A second issue is that lotteries tend to attract a particular kind of player, and can quickly create extensive and influential constituencies. These include convenience store operators (who are typically the lottery’s primary vendors); lottery suppliers; teachers in states where a substantial share of the proceeds go to education; and state legislators, who become accustomed to receiving generous campaign contributions from lottery patrons. This is very different from the way that state governments raise most of their revenue, through taxation and other forms of direct taxes.
Moreover, while the general public has little say in the establishment of a lottery, state legislatures have considerable control over its operations and its advertising campaigns. Consequently, many states are in the business of promoting gambling even though it contributes a relatively minor share of their budgets. It is a matter of debate whether this is an appropriate function for the state, given that gambling can lead to addiction and has other detrimental social effects.

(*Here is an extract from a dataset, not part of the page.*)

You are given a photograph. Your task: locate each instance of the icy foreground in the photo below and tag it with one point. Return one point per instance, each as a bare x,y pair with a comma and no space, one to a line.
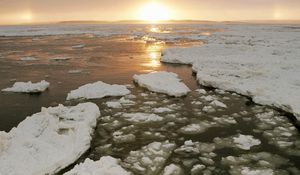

In any event, it is difficult to see how state lotteries can justify their existence in the face of a growing list of potential responsibilities and costs. In a state’s fiscal emergency, the lottery can be seen as an easy source of painless revenues, but it is a very difficult argument to sustain in times of prosperity.
A final concern is that few, if any, state governments have a coherent “lottery policy.” The process of establishing a lottery is typically piecemeal and incremental, with no broad-brush oversight. As a result, officials have limited opportunities to make any real changes to the industry and are left with policies and a dependence on revenue that they can do little about.